For most of the components, it presents two distinct paths:

Recommended settings

Straightforward configurations designed to utilize the SUSE Observability Extension, providing a quick solution for your environment.

Advanced configuration

For users who require deeper and more granular control. Advanced options unlock additional observability signals that are relevant for specialized analysis and fine-tuning.

Several setups are specific to the product, while others—particularly for scraping metrics—are configured directly within the OpenTelemetry Collector. By implementing the recommended settings, you can visualize the complete topology of your services and operations, bringing clarity to your SUSE AI environment.

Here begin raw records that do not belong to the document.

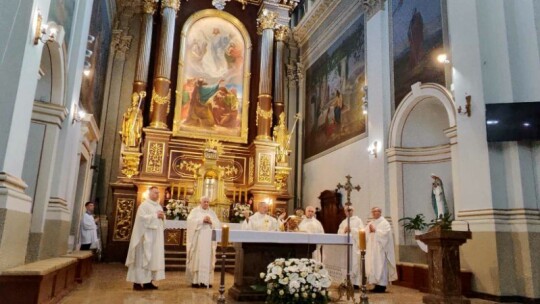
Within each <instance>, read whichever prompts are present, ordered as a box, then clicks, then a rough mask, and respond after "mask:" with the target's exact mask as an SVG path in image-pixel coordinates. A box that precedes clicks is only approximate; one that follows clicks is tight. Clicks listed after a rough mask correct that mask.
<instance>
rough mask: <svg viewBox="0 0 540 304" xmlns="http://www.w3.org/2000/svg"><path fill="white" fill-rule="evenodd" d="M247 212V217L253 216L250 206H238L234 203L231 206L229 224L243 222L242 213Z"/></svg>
mask: <svg viewBox="0 0 540 304" xmlns="http://www.w3.org/2000/svg"><path fill="white" fill-rule="evenodd" d="M245 211H249V215H250V216H251V215H252V214H253V211H251V206H250V205H247V204H239V203H236V204H234V205H233V210H232V212H231V218H230V220H231V223H241V222H242V221H243V220H245V219H246V218H245V216H244V212H245Z"/></svg>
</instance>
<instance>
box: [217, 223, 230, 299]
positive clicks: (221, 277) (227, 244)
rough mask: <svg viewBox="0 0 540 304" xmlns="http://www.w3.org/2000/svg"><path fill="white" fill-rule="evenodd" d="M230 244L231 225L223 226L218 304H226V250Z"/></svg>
mask: <svg viewBox="0 0 540 304" xmlns="http://www.w3.org/2000/svg"><path fill="white" fill-rule="evenodd" d="M228 244H229V226H227V225H223V226H222V227H221V281H220V284H219V297H218V301H217V302H218V304H225V257H226V255H225V252H226V251H227V245H228Z"/></svg>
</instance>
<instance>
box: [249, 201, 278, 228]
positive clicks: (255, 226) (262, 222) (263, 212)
mask: <svg viewBox="0 0 540 304" xmlns="http://www.w3.org/2000/svg"><path fill="white" fill-rule="evenodd" d="M246 213H247V212H246ZM284 216H285V213H283V214H282V215H281V216H280V220H281V218H283V217H284ZM278 228H279V223H278V220H276V219H275V218H274V217H272V216H270V215H268V204H266V203H265V202H260V203H259V208H258V210H257V212H255V214H253V215H252V216H250V217H249V218H248V217H246V220H245V221H243V222H242V229H243V230H254V231H277V230H278Z"/></svg>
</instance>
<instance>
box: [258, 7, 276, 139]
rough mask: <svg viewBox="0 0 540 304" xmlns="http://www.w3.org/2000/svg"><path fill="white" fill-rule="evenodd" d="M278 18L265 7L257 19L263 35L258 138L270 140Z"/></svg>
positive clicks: (258, 124)
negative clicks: (272, 72)
mask: <svg viewBox="0 0 540 304" xmlns="http://www.w3.org/2000/svg"><path fill="white" fill-rule="evenodd" d="M276 18H277V14H276V13H274V12H272V11H268V10H265V9H263V10H262V11H261V14H260V15H259V18H258V19H257V29H258V31H259V33H260V34H261V35H262V39H261V48H260V50H261V56H260V58H261V65H260V77H259V96H258V100H257V118H256V124H257V137H256V138H257V139H259V140H268V141H269V140H270V129H271V128H272V95H271V94H272V68H273V66H272V63H273V57H274V56H273V51H274V28H275V26H276Z"/></svg>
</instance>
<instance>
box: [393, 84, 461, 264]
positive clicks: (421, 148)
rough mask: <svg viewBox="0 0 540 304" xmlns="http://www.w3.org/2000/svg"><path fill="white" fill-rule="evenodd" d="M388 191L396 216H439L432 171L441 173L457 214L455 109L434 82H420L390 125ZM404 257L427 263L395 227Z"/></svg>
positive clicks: (402, 106)
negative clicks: (438, 215)
mask: <svg viewBox="0 0 540 304" xmlns="http://www.w3.org/2000/svg"><path fill="white" fill-rule="evenodd" d="M388 145H389V147H388V149H387V150H386V154H387V156H388V169H389V191H390V206H391V214H392V218H394V219H396V220H397V219H400V218H403V217H414V216H415V215H416V214H419V213H422V214H424V216H425V217H426V220H427V221H430V220H432V219H434V218H435V217H436V216H435V214H434V211H433V208H432V204H431V191H432V186H431V185H432V181H433V180H432V179H431V174H435V175H437V176H438V177H440V178H441V180H442V181H443V183H444V190H445V195H446V199H447V202H448V207H449V209H450V212H451V213H454V210H453V205H454V203H453V202H454V200H453V192H454V191H453V175H454V174H456V170H455V169H454V168H453V163H452V159H453V158H455V155H456V153H457V150H456V145H457V142H456V109H455V105H454V101H453V99H452V96H451V94H450V92H448V90H447V89H446V88H444V87H443V86H441V85H438V84H434V83H426V84H421V83H415V84H414V85H412V86H411V92H410V93H409V94H407V96H405V98H404V99H403V101H401V103H400V105H399V107H398V108H397V109H396V112H395V114H394V117H393V119H392V122H391V124H390V129H389V142H388ZM394 233H395V236H396V240H397V244H398V245H399V246H398V251H399V253H398V256H399V260H400V261H402V262H412V263H418V262H425V256H424V255H423V254H422V252H421V251H420V250H419V249H418V247H416V245H414V244H415V243H414V242H413V241H412V240H413V238H412V236H409V235H406V234H405V233H404V231H403V229H402V227H401V225H395V226H394Z"/></svg>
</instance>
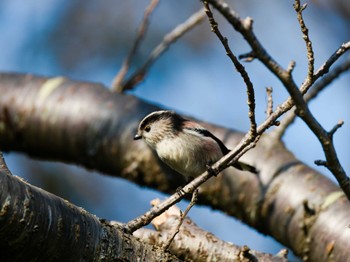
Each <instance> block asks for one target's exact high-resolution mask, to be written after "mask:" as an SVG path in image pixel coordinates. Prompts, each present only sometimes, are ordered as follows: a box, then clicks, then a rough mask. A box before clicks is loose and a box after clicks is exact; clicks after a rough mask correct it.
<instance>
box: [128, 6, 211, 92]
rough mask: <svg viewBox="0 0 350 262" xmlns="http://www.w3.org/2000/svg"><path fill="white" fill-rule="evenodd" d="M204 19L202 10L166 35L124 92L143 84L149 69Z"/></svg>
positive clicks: (186, 20) (140, 68)
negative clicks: (139, 83)
mask: <svg viewBox="0 0 350 262" xmlns="http://www.w3.org/2000/svg"><path fill="white" fill-rule="evenodd" d="M204 18H205V13H204V10H203V9H200V10H199V11H197V12H196V13H194V14H192V15H191V16H190V17H189V18H188V19H187V20H186V21H185V22H184V23H182V24H179V25H178V26H176V27H175V28H174V29H173V30H172V31H171V32H170V33H168V34H166V35H165V36H164V38H163V40H162V42H161V43H160V44H159V45H157V46H156V47H155V48H154V49H153V51H152V52H151V54H150V56H149V57H148V59H147V61H146V62H145V63H144V64H143V65H142V66H141V67H140V68H139V69H138V70H137V71H136V72H135V73H133V74H132V75H131V76H130V78H129V79H127V80H126V81H125V83H124V84H123V90H130V89H132V88H133V87H134V86H135V85H136V84H138V83H139V82H141V81H142V80H143V79H144V77H145V75H146V73H147V71H148V70H149V68H150V67H151V66H152V65H153V63H154V62H155V61H156V60H157V59H158V58H159V57H160V56H161V55H162V54H163V53H164V52H165V51H166V50H167V49H168V48H169V47H170V45H171V44H173V43H175V42H176V41H177V40H178V39H179V38H180V37H182V36H183V35H184V34H185V33H187V32H188V31H190V30H191V29H193V28H194V27H195V26H197V25H198V24H200V23H201V22H203V21H204Z"/></svg>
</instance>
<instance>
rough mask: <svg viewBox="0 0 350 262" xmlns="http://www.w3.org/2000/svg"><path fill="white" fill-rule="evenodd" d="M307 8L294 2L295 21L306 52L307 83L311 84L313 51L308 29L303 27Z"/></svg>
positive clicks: (313, 56) (305, 6)
mask: <svg viewBox="0 0 350 262" xmlns="http://www.w3.org/2000/svg"><path fill="white" fill-rule="evenodd" d="M306 7H307V4H303V5H302V6H300V0H295V2H294V9H295V11H296V12H297V19H298V22H299V25H300V29H301V32H302V33H303V39H304V41H305V44H306V51H307V59H308V73H307V78H306V79H307V81H309V82H312V81H313V80H312V79H313V76H314V62H315V58H314V51H313V48H312V42H311V40H310V37H309V29H308V28H307V26H306V25H305V22H304V18H303V11H304V10H305V8H306Z"/></svg>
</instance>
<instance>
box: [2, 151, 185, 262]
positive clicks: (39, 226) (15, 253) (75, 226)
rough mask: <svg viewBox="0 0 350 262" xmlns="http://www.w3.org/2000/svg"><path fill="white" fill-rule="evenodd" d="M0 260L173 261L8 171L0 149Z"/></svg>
mask: <svg viewBox="0 0 350 262" xmlns="http://www.w3.org/2000/svg"><path fill="white" fill-rule="evenodd" d="M0 185H1V191H0V203H1V209H0V260H1V261H11V262H13V261H139V259H140V260H141V261H157V260H161V259H165V261H179V260H178V259H177V258H176V257H174V256H172V255H170V254H169V253H165V252H164V251H163V250H162V249H160V248H156V247H154V246H152V245H148V244H145V243H142V242H140V241H139V240H137V239H136V238H135V237H133V236H131V235H129V234H126V233H123V231H122V230H120V229H117V227H115V226H111V225H110V224H109V223H108V222H107V221H103V220H99V219H98V218H97V217H95V216H93V215H91V214H89V213H88V212H86V211H85V210H84V209H82V208H78V207H76V206H74V205H73V204H71V203H69V202H68V201H64V200H63V199H61V198H59V197H57V196H55V195H52V194H50V193H48V192H46V191H44V190H42V189H40V188H37V187H34V186H32V185H29V184H27V183H26V182H24V181H23V180H21V179H20V178H18V177H14V176H12V175H11V174H10V173H9V171H8V169H7V167H6V165H5V164H4V162H3V159H2V155H1V154H0Z"/></svg>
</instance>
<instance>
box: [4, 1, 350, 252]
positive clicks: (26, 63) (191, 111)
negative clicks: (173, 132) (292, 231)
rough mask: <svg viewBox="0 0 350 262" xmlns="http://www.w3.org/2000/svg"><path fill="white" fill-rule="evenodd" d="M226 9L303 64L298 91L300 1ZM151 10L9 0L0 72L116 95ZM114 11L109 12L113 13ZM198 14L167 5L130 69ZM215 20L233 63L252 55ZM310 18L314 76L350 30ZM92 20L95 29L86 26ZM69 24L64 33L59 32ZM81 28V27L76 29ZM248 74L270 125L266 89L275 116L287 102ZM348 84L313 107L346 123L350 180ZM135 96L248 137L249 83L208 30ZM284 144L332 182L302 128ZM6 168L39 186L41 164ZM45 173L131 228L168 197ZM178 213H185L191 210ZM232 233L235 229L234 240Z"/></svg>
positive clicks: (164, 57)
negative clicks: (162, 199)
mask: <svg viewBox="0 0 350 262" xmlns="http://www.w3.org/2000/svg"><path fill="white" fill-rule="evenodd" d="M229 3H230V5H232V6H233V7H234V8H235V9H236V11H237V12H238V13H239V14H240V15H241V17H245V16H250V17H252V18H253V19H254V31H255V33H256V35H257V36H258V38H259V39H260V41H261V43H262V44H263V45H264V46H265V47H266V49H267V51H268V52H269V53H270V54H271V55H272V56H273V57H274V58H275V59H276V60H277V61H278V62H279V63H280V64H281V65H282V66H284V67H287V65H288V63H289V62H290V61H291V60H295V61H296V68H295V70H294V79H295V81H296V82H297V83H298V84H300V83H302V81H303V79H304V77H305V75H306V67H307V60H306V53H305V44H304V42H303V40H302V37H301V32H300V28H299V26H298V23H297V19H296V15H295V11H294V9H293V7H292V4H293V1H278V0H268V1H252V0H249V1H243V2H242V1H229ZM147 4H148V1H136V0H133V1H120V0H119V1H104V2H103V4H102V3H101V6H99V5H98V4H97V3H96V2H95V3H94V2H92V1H68V0H65V1H58V0H50V1H46V0H32V1H30V3H29V2H26V3H23V1H20V0H2V1H1V2H0V7H1V8H0V10H1V11H0V38H1V41H0V48H1V50H2V52H0V70H1V71H2V72H4V71H15V72H25V73H35V74H40V75H53V76H57V75H64V76H67V77H71V78H73V79H78V80H85V81H92V82H102V83H104V84H105V85H106V86H109V85H110V83H111V82H112V79H113V77H114V75H115V73H116V72H117V71H118V68H119V66H120V65H121V63H122V60H123V58H124V57H125V55H126V53H127V52H128V48H129V47H130V45H131V41H132V40H133V38H134V35H135V31H136V28H137V25H138V23H139V22H140V20H141V17H142V13H143V10H144V8H145V6H146V5H147ZM107 5H111V7H110V9H109V8H108V6H107ZM106 6H107V7H106ZM200 7H201V6H200V2H199V1H188V0H187V1H185V0H181V1H176V2H172V1H161V3H160V6H159V7H157V9H156V11H155V13H154V14H153V15H152V20H151V24H150V28H149V34H148V35H147V36H148V37H146V39H145V45H144V46H143V47H142V48H141V50H140V52H139V54H138V57H137V61H136V62H135V63H134V64H133V67H132V69H134V68H135V67H137V65H139V64H140V61H141V60H142V59H144V58H145V57H146V56H147V54H148V52H149V51H150V50H151V49H152V47H154V46H155V45H156V44H157V43H158V42H159V41H160V40H161V38H162V35H164V34H165V33H167V32H168V31H169V30H170V29H171V28H173V27H174V26H175V25H176V24H178V23H180V22H182V21H183V20H184V19H186V18H187V17H188V16H189V15H190V14H191V13H192V12H194V11H196V10H197V9H199V8H200ZM80 9H82V10H80ZM72 10H73V11H72ZM72 14H73V15H74V19H73V18H72ZM214 15H215V16H216V17H218V21H219V26H220V29H221V30H222V33H223V34H224V35H225V36H227V37H228V39H229V42H230V45H231V47H232V49H233V51H234V52H235V54H237V55H239V54H241V53H245V52H248V51H250V49H249V47H248V46H247V44H246V43H245V42H244V41H243V39H242V37H241V36H240V35H239V34H238V33H236V32H235V31H233V30H232V28H231V27H230V25H228V24H227V23H225V22H224V20H223V19H221V18H220V16H219V15H218V14H217V13H214ZM304 17H305V20H306V23H307V25H308V27H309V30H310V37H311V39H312V41H313V47H314V50H315V57H316V61H315V66H316V68H318V67H319V66H320V65H321V64H322V63H323V62H324V61H325V60H326V59H327V58H328V57H329V56H330V55H331V54H332V53H333V52H334V51H335V50H336V49H337V48H338V47H339V46H340V44H341V43H343V42H345V41H348V40H349V38H350V31H349V21H348V20H345V19H342V18H341V17H339V16H338V14H337V13H335V12H334V11H332V10H330V9H322V8H320V7H318V6H315V5H313V4H311V3H310V6H309V8H308V9H307V10H306V11H305V12H304ZM90 18H91V19H92V22H87V21H89V20H88V19H90ZM63 23H65V24H64V27H62V26H61V27H60V26H59V25H60V24H63ZM77 24H78V25H80V27H76V25H77ZM62 28H63V29H62ZM75 28H78V29H81V31H79V30H77V29H75ZM86 28H91V29H90V30H91V32H89V31H88V30H87V31H84V32H83V31H82V30H83V29H86ZM104 30H105V31H106V32H104ZM113 30H115V31H113ZM96 38H98V39H97V40H96ZM85 50H87V51H86V52H87V54H86V53H84V51H85ZM71 55H72V56H71ZM244 65H245V67H246V69H247V71H248V73H249V75H250V77H251V80H252V82H253V84H254V87H255V90H256V100H257V120H258V123H261V122H262V121H263V120H264V117H265V114H264V110H265V107H266V94H265V88H266V87H268V86H272V87H273V89H274V93H273V96H274V103H275V105H276V106H277V105H278V104H279V103H281V102H282V101H284V100H285V99H286V98H287V96H288V94H287V92H286V91H285V90H284V87H283V86H282V85H281V83H280V82H279V81H278V80H277V79H276V78H275V77H274V76H273V75H272V74H271V73H270V72H269V71H267V70H266V69H265V68H264V67H263V66H262V65H261V63H259V62H258V61H253V62H251V63H245V64H244ZM349 80H350V77H349V74H347V75H346V76H342V77H341V78H339V79H338V80H337V81H335V82H334V83H333V84H332V85H330V86H329V87H328V88H327V89H326V90H325V91H324V92H323V93H322V94H321V95H320V96H319V97H318V98H317V99H316V100H315V101H313V102H312V103H311V105H310V107H311V109H312V112H313V113H314V115H315V116H316V118H317V119H318V120H319V121H320V123H321V124H322V125H324V127H325V128H327V129H331V128H332V127H333V126H334V125H335V123H336V122H337V121H338V120H340V119H343V120H344V121H345V125H344V126H343V127H342V128H341V129H340V130H339V131H338V132H337V133H336V135H335V139H334V142H335V146H336V149H337V152H338V157H339V159H340V161H341V163H342V165H343V167H344V168H345V170H346V171H349V170H350V158H349V153H350V140H349V139H348V137H349V133H350V124H349V123H350V106H349V103H348V100H349V94H350V90H349ZM131 93H132V94H134V95H136V96H138V97H140V98H143V99H146V100H148V101H151V102H154V103H157V104H161V105H163V106H164V107H167V108H172V109H175V110H177V111H179V112H182V113H185V114H188V115H191V116H195V117H197V118H199V119H201V120H205V121H209V122H212V123H215V124H219V125H223V126H226V127H230V128H234V129H238V130H240V131H246V130H248V128H249V120H248V117H247V105H246V100H247V99H246V97H245V86H244V83H243V81H242V79H241V78H240V76H239V75H238V74H237V72H236V71H235V69H234V68H233V66H232V64H231V62H230V61H229V59H228V58H227V57H226V55H225V52H224V50H223V47H222V46H221V44H220V43H219V41H218V39H216V38H215V36H214V35H213V34H212V33H211V32H210V29H209V26H208V23H207V22H205V23H203V24H202V25H201V26H200V27H199V28H198V29H195V30H194V31H193V32H190V33H189V35H187V36H186V37H185V38H184V39H181V40H179V41H178V42H177V43H176V44H174V45H173V46H172V47H171V48H170V50H169V51H168V52H167V53H166V54H165V55H164V56H162V57H161V58H160V59H159V61H157V62H156V64H155V65H154V66H153V67H152V68H151V70H150V72H149V74H148V76H147V78H146V79H145V81H144V82H143V83H141V84H140V85H139V86H138V87H137V88H136V89H135V90H133V91H131ZM284 141H285V143H286V145H287V147H288V149H289V150H291V151H292V152H293V153H294V154H295V155H296V156H297V157H298V158H300V159H301V160H302V161H303V162H305V163H306V164H308V165H310V166H312V167H314V168H316V169H317V170H319V171H320V172H321V173H323V174H325V175H326V176H328V177H330V178H331V179H332V177H331V175H330V174H329V172H328V171H327V170H326V169H324V168H323V167H316V166H315V165H314V164H313V161H314V160H316V159H324V155H323V152H322V150H321V147H320V144H319V142H318V141H317V139H316V138H315V136H314V135H313V134H312V133H311V131H310V130H308V128H307V127H306V126H305V124H304V123H302V122H301V121H300V120H297V121H296V123H295V124H294V125H293V126H292V127H291V128H290V129H289V130H288V131H287V133H286V135H285V137H284ZM6 160H7V161H8V163H9V166H10V168H11V170H12V172H13V173H14V174H16V175H19V176H22V175H23V176H25V177H27V178H28V179H29V181H30V182H32V183H33V184H35V183H38V185H41V184H42V181H41V179H42V178H39V177H37V176H33V174H30V172H31V171H33V169H32V168H28V166H31V165H32V164H33V163H34V164H38V162H37V161H31V160H28V159H27V158H26V157H24V156H23V155H18V154H14V153H10V154H7V155H6ZM41 169H44V170H46V171H47V173H54V172H51V170H52V169H56V170H58V173H60V172H64V173H69V175H64V176H63V179H64V183H63V184H64V185H65V186H64V187H66V188H64V189H62V191H68V192H64V193H62V195H63V196H64V197H66V198H68V199H70V200H71V201H72V202H73V203H75V204H77V205H81V206H83V207H85V208H86V209H88V210H89V211H91V212H93V213H95V214H97V215H98V216H100V217H105V218H107V219H115V220H121V221H124V222H125V221H127V220H128V219H131V218H133V217H135V216H137V215H139V214H140V213H141V212H142V211H146V210H147V209H148V208H149V201H150V200H151V199H153V198H155V197H161V198H163V197H165V195H163V194H160V193H158V192H155V191H153V190H148V189H144V188H140V187H138V186H137V185H133V184H131V183H129V182H127V181H123V180H121V179H118V178H112V177H107V176H100V175H98V174H95V173H89V172H86V171H85V170H83V169H81V168H78V167H73V168H70V167H67V166H66V165H64V164H57V163H56V164H49V163H43V164H41ZM68 169H69V171H68ZM51 176H52V177H51V178H52V180H53V181H56V180H57V181H58V180H59V179H61V176H60V177H59V178H58V177H57V175H54V174H51ZM86 177H88V178H89V179H85V178H86ZM83 178H84V179H83ZM82 180H83V182H82ZM57 181H56V183H59V182H57ZM81 183H84V188H89V189H90V190H91V191H92V192H95V193H96V192H97V195H98V197H95V198H91V196H90V198H89V197H88V196H87V193H86V192H83V191H82V190H79V186H77V185H79V184H81ZM96 183H98V184H99V185H100V187H101V188H103V190H102V189H96V188H95V187H94V186H93V185H95V184H96ZM56 189H57V188H56ZM67 189H69V190H71V191H69V190H67ZM72 191H73V192H74V193H71V192H72ZM124 199H128V206H133V207H134V208H133V209H132V210H130V211H129V210H128V212H126V211H125V208H126V206H125V201H124ZM180 205H181V206H182V207H184V206H185V205H186V203H182V204H180ZM190 216H191V217H192V218H193V220H194V221H195V222H196V223H197V224H199V225H200V226H202V227H203V228H205V229H207V230H209V231H211V232H213V233H214V234H216V235H217V236H218V237H220V238H222V239H224V240H227V241H230V242H233V243H236V244H240V245H243V244H247V245H249V246H250V247H251V248H255V249H258V250H261V251H265V252H272V253H274V252H277V251H278V250H279V249H280V248H281V246H280V245H279V244H275V243H274V241H273V240H271V239H270V238H267V237H265V236H262V235H260V234H257V233H256V232H255V231H254V230H251V229H249V228H248V227H246V226H244V225H242V224H241V222H239V221H236V220H234V219H232V218H230V217H227V216H226V215H224V214H222V213H221V212H217V211H213V210H210V209H209V208H206V207H196V208H195V209H194V210H193V211H191V213H190ZM218 225H220V226H218ZM227 228H232V231H228V230H227Z"/></svg>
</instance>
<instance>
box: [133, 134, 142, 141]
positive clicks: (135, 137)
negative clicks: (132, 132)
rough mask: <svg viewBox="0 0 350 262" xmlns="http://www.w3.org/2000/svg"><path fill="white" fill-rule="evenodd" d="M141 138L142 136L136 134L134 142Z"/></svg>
mask: <svg viewBox="0 0 350 262" xmlns="http://www.w3.org/2000/svg"><path fill="white" fill-rule="evenodd" d="M141 138H142V136H141V135H139V134H136V135H135V136H134V140H139V139H141Z"/></svg>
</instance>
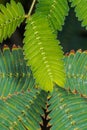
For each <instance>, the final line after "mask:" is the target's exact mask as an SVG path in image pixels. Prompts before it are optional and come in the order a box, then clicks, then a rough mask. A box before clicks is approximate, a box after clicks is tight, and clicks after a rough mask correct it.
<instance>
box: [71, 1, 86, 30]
mask: <svg viewBox="0 0 87 130" xmlns="http://www.w3.org/2000/svg"><path fill="white" fill-rule="evenodd" d="M69 1H70V2H72V3H71V6H72V7H75V12H76V16H77V17H78V20H79V21H82V26H83V27H86V29H87V0H69Z"/></svg>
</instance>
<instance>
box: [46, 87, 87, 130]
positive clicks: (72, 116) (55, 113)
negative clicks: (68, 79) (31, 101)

1.1 What is SUSE AI monitoring?

Monitoring SUSE AI involves observing and analyzing the behavior, performance and health of its components. In a complex, distributed system like SUSE AI, this is achieved by collecting and interpreting telemetry data. This data is typically categorized into the three pillars of observability:

Metrics

Numerical data representing system performance, such as CPU usage, memory consumption or request latency.

Logs

Time-stamped text records of events that occurred within the system, useful for debugging and auditing.

Traces

A representation of the path of a request as it travels through all the different services in the system. Traces are essential for understanding performance bottlenecks and errors in the system architecture.

1.2 How monitoring works

SUSE AI uses OpenTelemetry, an open-source observability framework, for instrumenting applications. Instrumentation is the process of adding code to an application to generate telemetry data. By using OpenTelemetry, SUSE AI ensures a standardized, vendor-neutral approach to data collection.

The collected data is then sent to SUSE Observability, which provides a comprehensive platform for visualizing, analyzing and alerting on the telemetry data. This allows administrators and developers to gain deep insights into the system, maintain optimal performance, and troubleshoot issues effectively.